I Miss Boxing
I assume boxing still exists in some form or fashion. Like a lot of sports, it doesn’t matter anymore, which is the same as being extinct to me. They have that wan replacement with barefoot guys with manbuns rolling around on the mat and barfighting occasionally. I’m not interested. Barfighting ain’t boxing.
Plenty of people would point to Ali-Foreman as the high water mark of boxing. Ali wasn’t just the most famous athlete in the world by that time. He may very well have been the most famous person of any kind. Boxing was a sport that every corner of the world understood, and Ali beat real competition to win his championships. This fight, right here, the Rumble in the Jungle, cemented his legacy. There was no way on Earth anyone could have beaten George Foreman. But Ali did.
Poor Mike Tyson stomped around the ring a decade later, looking for someone worthy to beat up, but there was no one left worth his time. There’s no way to know if he was in the same class as Ali, or Foreman, or Joe Frazier, or Jack Dempsey, or a handful of other guys. He was the undisputed king of a hill with nothing but gravestones on it.
If they fought 100 times, I think Foreman would have won 99 of them. Ali sure showed up for the first one. The one that counted. When they were kings. Nothing but jesters left now.
5 thoughts on “I Miss Boxing”
Boxing is probably the best self defense there is, but the cost of getting good is too high due to all the sparring involved.

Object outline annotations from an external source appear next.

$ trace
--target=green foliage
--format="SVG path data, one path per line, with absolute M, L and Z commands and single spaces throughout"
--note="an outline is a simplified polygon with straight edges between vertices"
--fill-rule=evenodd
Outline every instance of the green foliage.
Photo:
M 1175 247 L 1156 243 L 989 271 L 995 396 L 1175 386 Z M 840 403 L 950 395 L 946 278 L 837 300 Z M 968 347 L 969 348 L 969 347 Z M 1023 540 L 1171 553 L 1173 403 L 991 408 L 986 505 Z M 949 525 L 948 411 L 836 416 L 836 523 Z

MMA is constantly evolving. The sport is only 20 legit years old, but has improved to the point that the two fighters starting a card would have destroyed Royce Gracie and the other guys who pioneered it.
Hi Bradoplata- Thanks for reading and commenting at the BSBFB.
One thing never heard at a UFC fight – “Fighting in the red corner, he’s a Boxer out of…”
There’s a reason for that.
Also, if it’s an “Art” it’s not applicable for the street. Krav Maga, Dennis Survival Ju Jitsu, and others, are not martial arts, for a reason. Learn one of those and you will understand why boxing, a sport, unto itself is useless for self defense.
I miss the good old days of boxing. Growing up in LA my dad and my uncle would take me the the Olympic Auditorium to see all those great fighters from back then. It seemed like all the best ones were the up and coming Mexican fighters from all around the area. Guys like Mando Muniz, Danny “Little Red” Lopez, Mando Ramos and others. We would also watch the fights on TV. I think it was channel 5 or channel 13 that would show the matches.